CONCERNANT LE SOUTIEN AUX SECTEURS EN DIFFICULTE

  • A accompagner les secteurs en difficulté et particulièrement, à court terme, les entreprises et les sous-traitants des secteurs les plus impactés par le confinement, contraints d’arrêter toute activité,

CONCERNANT L’EMPLOI ET LA FORMATION

  • A préserver l’emploi, et à garantir le maintien des compétences nécessaires au rebond, en promouvant et en mobilisant le dispositif « FNE – formation »
  • A conserver l’élan engagé en matière d’apprentissage en mobilisant les acteurs, les dispositifs financiers et les modalités de réalisation afin d’assurer la fin d’année de formation en cours et une rentrée satisfaisante,
  • A être attentifs à la mise en œuvre du dé confinement pour les personnes vulnérables, précaires et en situation de handicap, la crise ayant amplifié les inégalités sociales et placé nombre de foyers dans une situation difficile

CONCERNANT L’ENVIRONNEMENT DE L’ENTREPRISE

  • A tout mettre en œuvre pour assurer un fonctionnement des transports publics adéquat et adapté aux exigences sanitaires dans la perspective de faciliter la liberté de circulation après le dé confinement
  •  A adapter le fonctionnement de nos entreprises à la réouverture progressive des écoles.

CONCERNANT LES PERSPECTIVES DE RELANCE ÉCONOMIQUE

  • A bâtir ensemble un plan régional de relance ambitieux indispensable au redressement de l’économie et à la préservation de l’emploi dans le respect du développement durable favorisant la relocalisation d’activités nécessaires à la région et à ses habitants.
  • A accélérer les procédures pour ne pas laisser s’installer une détérioration des carnets de commandes,
  • A poursuivre l’élan de solidarité intergénérationnel qui s’est manifesté depuis le début de la crise,

CONCERNANT LA MISE EN ŒUVRE ET LE SUIVI DE CE PACTE

  • La mise en œuvre des dispositions contenues dans ce PACTE sera immédiate.
  • Son suivi sera assuré dans un premier temps lors des réunions hebdomadaires des grands acteurs économiques qui seront ouvertes à l’ensemble des signataires.
  • Les signataires définiront par la suite les outils de suivi et d’élaboration du plan de relance. »

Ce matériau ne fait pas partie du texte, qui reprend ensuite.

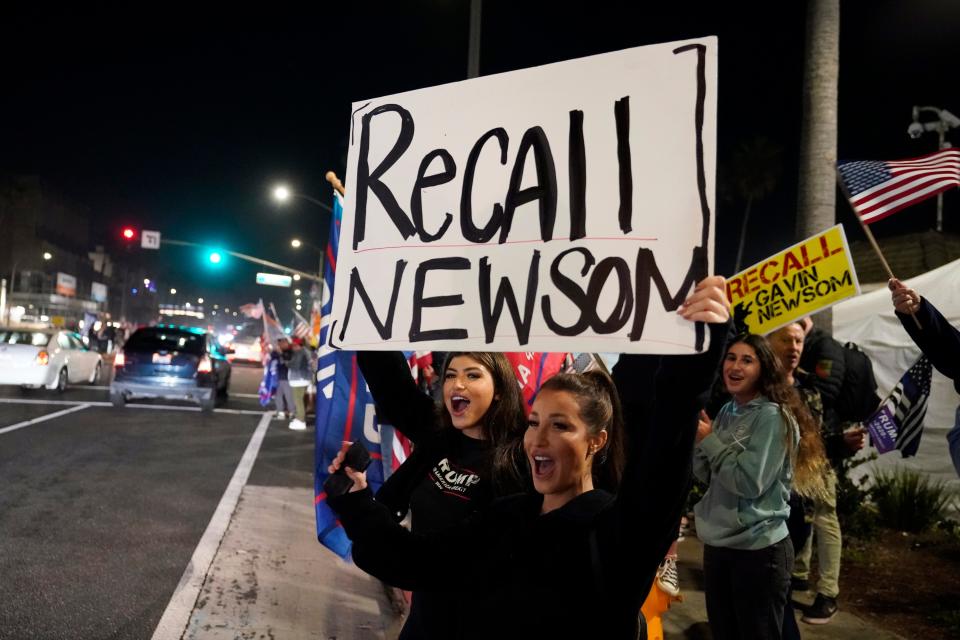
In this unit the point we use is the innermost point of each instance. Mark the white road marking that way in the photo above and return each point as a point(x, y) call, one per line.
point(175, 619)
point(49, 416)
point(168, 407)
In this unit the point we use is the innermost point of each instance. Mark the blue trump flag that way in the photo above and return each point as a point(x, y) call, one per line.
point(345, 410)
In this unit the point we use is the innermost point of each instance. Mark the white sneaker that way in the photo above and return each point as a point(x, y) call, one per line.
point(667, 578)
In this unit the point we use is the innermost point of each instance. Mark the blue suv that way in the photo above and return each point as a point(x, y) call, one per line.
point(170, 361)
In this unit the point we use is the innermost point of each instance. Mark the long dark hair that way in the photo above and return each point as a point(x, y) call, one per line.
point(599, 403)
point(504, 422)
point(809, 455)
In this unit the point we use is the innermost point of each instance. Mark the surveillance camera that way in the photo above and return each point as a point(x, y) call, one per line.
point(950, 119)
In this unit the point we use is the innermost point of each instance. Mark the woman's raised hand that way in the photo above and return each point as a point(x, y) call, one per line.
point(704, 426)
point(359, 477)
point(708, 303)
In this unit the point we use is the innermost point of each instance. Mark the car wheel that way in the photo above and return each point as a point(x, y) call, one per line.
point(62, 380)
point(207, 405)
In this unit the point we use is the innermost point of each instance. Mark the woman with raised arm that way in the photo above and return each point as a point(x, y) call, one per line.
point(467, 451)
point(746, 455)
point(568, 560)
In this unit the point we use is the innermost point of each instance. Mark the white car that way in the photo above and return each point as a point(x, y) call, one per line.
point(48, 358)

Cette démarche et ce pacte régional, écrivais-je en liminaire, sont novateurs ; mais cela confirme la dynamique ouverte depuis la déclaration commune du 19 mars entre tous les patronats et tous les syndicats, traduite par des communiqués dans différents territoires, et qui affirment la place essentielle du dialogue social – malgré le silence assourdissant du gouvernement à ce propos et sa mise entre parenthèses, par voie d’ordonnances ces jours derniers, du droit des salariés à la négociation collective.

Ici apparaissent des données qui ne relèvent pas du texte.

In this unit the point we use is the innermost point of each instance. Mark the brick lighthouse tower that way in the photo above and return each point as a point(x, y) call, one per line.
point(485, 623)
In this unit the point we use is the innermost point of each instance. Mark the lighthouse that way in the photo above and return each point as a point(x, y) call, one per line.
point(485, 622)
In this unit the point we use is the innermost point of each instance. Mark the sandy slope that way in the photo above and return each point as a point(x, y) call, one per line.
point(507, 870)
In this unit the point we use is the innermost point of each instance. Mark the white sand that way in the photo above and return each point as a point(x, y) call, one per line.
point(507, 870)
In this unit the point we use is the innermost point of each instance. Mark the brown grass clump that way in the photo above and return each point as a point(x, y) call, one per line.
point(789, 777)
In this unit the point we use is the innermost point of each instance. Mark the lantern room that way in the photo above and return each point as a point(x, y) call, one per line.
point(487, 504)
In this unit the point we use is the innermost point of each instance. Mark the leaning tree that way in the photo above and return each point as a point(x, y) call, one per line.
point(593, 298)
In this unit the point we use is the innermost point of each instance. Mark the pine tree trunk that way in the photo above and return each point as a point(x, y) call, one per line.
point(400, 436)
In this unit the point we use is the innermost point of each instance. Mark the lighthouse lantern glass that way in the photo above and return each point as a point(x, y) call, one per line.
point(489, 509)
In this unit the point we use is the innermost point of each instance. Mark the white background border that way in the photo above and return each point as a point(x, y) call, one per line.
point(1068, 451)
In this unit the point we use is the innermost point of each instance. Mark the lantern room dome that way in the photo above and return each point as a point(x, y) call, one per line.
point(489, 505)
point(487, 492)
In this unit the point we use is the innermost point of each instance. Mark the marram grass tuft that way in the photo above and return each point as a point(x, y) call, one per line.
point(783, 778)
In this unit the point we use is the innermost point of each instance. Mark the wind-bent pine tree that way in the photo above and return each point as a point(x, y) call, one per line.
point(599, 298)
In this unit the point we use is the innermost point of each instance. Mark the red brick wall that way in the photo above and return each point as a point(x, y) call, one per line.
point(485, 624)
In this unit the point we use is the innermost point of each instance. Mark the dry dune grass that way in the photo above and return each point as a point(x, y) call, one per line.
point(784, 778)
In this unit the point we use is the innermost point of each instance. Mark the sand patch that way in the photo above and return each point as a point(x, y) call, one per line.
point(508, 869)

En matière de relations sociales, ne désespérons donc pas du cas français : les acteurs du dialogue social, par de tels actes d’engagement solidaire, dimensionnés à une région, ou à un département, démontrent que nous sommes bel et bien entrés dans « l’âge de la négociation collective ». J’ai désigné par cette expression, dans un livre récent (L’âge de la négociation, PUF, 2019) le fait que, ces trente dernières années, d’importantes mutations – idéelles, normatives, productives – ont rendu possible une modification substantielle du jeu social français et que, progressivement mais sûrement, et, surtout, « par le bas », en « local », dans les territoires et les entreprises, loin des figures obligées du jeu national, s’instaurent d’autres manières de décider, de concevoir, de s’organiser et de réguler. Le pacte signé à Orléans en est un exemple révélateur.

Certes, le terme de « négociation collective » ne figure pas explicitement dans le texte, et l’on y parle plutôt de « dialogue social », son euphémisme français ; mais ce qu’il est et ce qu’il dit traduit l’esprit et l’objectif d’un processus de négociation collective et de l’accord collectif auquel il aboutit.

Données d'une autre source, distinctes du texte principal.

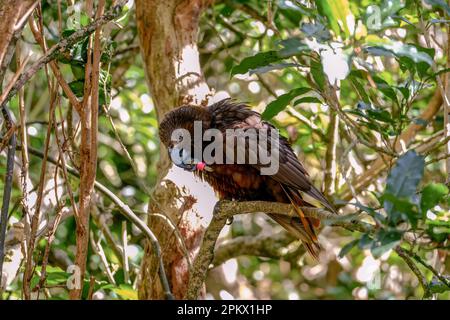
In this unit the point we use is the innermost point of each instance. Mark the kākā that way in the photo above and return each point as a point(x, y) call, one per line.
point(245, 181)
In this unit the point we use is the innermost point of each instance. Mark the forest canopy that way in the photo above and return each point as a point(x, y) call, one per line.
point(91, 207)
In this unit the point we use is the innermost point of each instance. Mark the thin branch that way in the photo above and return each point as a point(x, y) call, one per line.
point(129, 214)
point(422, 280)
point(7, 189)
point(227, 209)
point(61, 47)
point(268, 245)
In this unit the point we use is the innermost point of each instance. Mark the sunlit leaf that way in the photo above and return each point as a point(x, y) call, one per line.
point(384, 241)
point(347, 248)
point(259, 60)
point(440, 4)
point(339, 15)
point(280, 103)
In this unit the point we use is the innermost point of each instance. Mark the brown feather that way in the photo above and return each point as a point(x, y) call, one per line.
point(244, 182)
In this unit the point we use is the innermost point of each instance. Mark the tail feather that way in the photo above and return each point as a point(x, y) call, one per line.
point(304, 228)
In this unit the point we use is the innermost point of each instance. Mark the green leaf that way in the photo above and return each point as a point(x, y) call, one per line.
point(405, 176)
point(385, 88)
point(338, 13)
point(384, 241)
point(292, 47)
point(398, 49)
point(440, 4)
point(278, 105)
point(307, 100)
point(272, 67)
point(126, 292)
point(346, 249)
point(378, 19)
point(317, 73)
point(401, 186)
point(316, 30)
point(432, 194)
point(259, 60)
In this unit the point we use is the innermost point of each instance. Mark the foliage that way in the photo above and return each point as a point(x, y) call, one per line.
point(299, 63)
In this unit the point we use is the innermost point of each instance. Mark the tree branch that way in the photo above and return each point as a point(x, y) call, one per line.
point(226, 209)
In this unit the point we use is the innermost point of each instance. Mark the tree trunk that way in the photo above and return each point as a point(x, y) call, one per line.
point(168, 39)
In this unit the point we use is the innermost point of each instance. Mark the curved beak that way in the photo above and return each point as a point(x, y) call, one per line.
point(181, 159)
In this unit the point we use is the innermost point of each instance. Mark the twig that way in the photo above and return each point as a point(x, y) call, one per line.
point(330, 156)
point(422, 280)
point(61, 47)
point(98, 250)
point(129, 214)
point(226, 209)
point(270, 246)
point(126, 267)
point(7, 189)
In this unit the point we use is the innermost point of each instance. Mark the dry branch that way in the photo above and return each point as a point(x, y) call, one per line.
point(226, 209)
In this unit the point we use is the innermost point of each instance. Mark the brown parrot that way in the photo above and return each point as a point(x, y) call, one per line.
point(244, 181)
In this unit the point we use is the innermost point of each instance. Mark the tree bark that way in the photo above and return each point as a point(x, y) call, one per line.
point(13, 15)
point(168, 41)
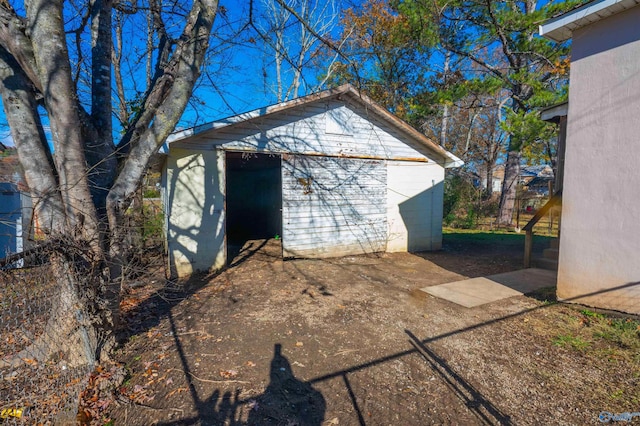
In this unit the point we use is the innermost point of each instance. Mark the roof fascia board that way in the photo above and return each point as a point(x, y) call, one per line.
point(561, 28)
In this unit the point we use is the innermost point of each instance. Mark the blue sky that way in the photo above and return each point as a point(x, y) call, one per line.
point(237, 78)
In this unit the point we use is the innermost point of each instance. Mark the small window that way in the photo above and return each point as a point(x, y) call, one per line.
point(340, 121)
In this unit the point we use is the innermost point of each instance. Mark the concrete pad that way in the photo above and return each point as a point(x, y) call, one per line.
point(479, 291)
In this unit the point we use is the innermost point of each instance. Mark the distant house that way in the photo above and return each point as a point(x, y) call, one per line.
point(329, 174)
point(535, 178)
point(600, 227)
point(15, 220)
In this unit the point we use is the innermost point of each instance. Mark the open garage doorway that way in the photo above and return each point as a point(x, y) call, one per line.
point(253, 203)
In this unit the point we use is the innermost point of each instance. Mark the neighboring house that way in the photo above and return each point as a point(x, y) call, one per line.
point(539, 175)
point(15, 220)
point(331, 174)
point(600, 226)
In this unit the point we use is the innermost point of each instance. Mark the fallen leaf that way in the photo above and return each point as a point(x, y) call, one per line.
point(228, 374)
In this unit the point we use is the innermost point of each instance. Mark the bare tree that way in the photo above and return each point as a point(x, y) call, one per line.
point(291, 34)
point(84, 188)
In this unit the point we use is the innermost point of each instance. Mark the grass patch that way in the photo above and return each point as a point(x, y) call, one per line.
point(508, 240)
point(567, 340)
point(606, 336)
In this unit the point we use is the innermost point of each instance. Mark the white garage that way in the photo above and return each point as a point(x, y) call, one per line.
point(329, 174)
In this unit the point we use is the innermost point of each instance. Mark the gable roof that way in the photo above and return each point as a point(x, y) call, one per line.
point(561, 28)
point(345, 92)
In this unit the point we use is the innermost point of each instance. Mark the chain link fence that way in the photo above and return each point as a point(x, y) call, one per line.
point(38, 385)
point(33, 391)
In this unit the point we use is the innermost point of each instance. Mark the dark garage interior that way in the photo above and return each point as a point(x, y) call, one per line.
point(253, 198)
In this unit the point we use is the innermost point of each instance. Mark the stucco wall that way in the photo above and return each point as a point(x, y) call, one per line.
point(414, 206)
point(194, 200)
point(600, 235)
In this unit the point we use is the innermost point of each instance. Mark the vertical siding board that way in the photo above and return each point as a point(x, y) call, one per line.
point(319, 215)
point(196, 218)
point(414, 206)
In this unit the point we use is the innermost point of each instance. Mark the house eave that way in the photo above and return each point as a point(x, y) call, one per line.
point(426, 145)
point(561, 28)
point(555, 112)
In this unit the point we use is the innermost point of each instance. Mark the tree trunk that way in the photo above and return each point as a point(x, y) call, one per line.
point(509, 188)
point(70, 334)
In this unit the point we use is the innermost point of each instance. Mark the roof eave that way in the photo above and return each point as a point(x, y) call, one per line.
point(445, 158)
point(561, 28)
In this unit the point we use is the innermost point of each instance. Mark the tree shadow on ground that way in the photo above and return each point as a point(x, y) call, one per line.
point(285, 401)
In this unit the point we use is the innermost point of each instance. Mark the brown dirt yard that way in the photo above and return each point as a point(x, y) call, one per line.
point(349, 341)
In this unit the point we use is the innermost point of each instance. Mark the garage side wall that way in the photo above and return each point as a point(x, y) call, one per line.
point(414, 206)
point(333, 206)
point(194, 203)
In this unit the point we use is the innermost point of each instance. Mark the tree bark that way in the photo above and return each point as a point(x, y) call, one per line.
point(82, 193)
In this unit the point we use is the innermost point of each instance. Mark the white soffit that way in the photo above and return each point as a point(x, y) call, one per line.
point(561, 28)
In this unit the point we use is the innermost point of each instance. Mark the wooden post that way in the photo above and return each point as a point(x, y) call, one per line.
point(528, 248)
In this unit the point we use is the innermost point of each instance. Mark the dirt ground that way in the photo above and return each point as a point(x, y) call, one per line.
point(349, 341)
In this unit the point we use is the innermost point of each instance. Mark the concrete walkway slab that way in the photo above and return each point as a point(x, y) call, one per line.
point(479, 291)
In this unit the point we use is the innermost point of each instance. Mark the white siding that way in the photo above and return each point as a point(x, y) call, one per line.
point(315, 129)
point(194, 202)
point(414, 206)
point(333, 206)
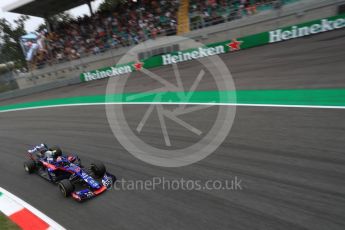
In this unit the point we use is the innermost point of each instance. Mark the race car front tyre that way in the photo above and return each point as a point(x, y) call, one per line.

Ce pacte est ainsi un acte volontaire d’association : les signataires « appellent solidairement et solennellement » (« à assurer collectivement l’approvisionnement des équipements de protection », « à bâtir ensemble un plan régional », etc.).

Ce pacte est un engagement à faire (« soutenir », poursuivre », « conserver », « définir », « respecter », etc.). La liste des engagements est d’ailleurs impressionnante (et se posera vite la question de leur traduction effective dans des actions concrètes et dont on pourra mesurer après coup les effets).

Ce pacte illustre une démarche de résolution de problème et un objectif de régulation sociale conjointe – ce qui est la définition même d’une négociation collective.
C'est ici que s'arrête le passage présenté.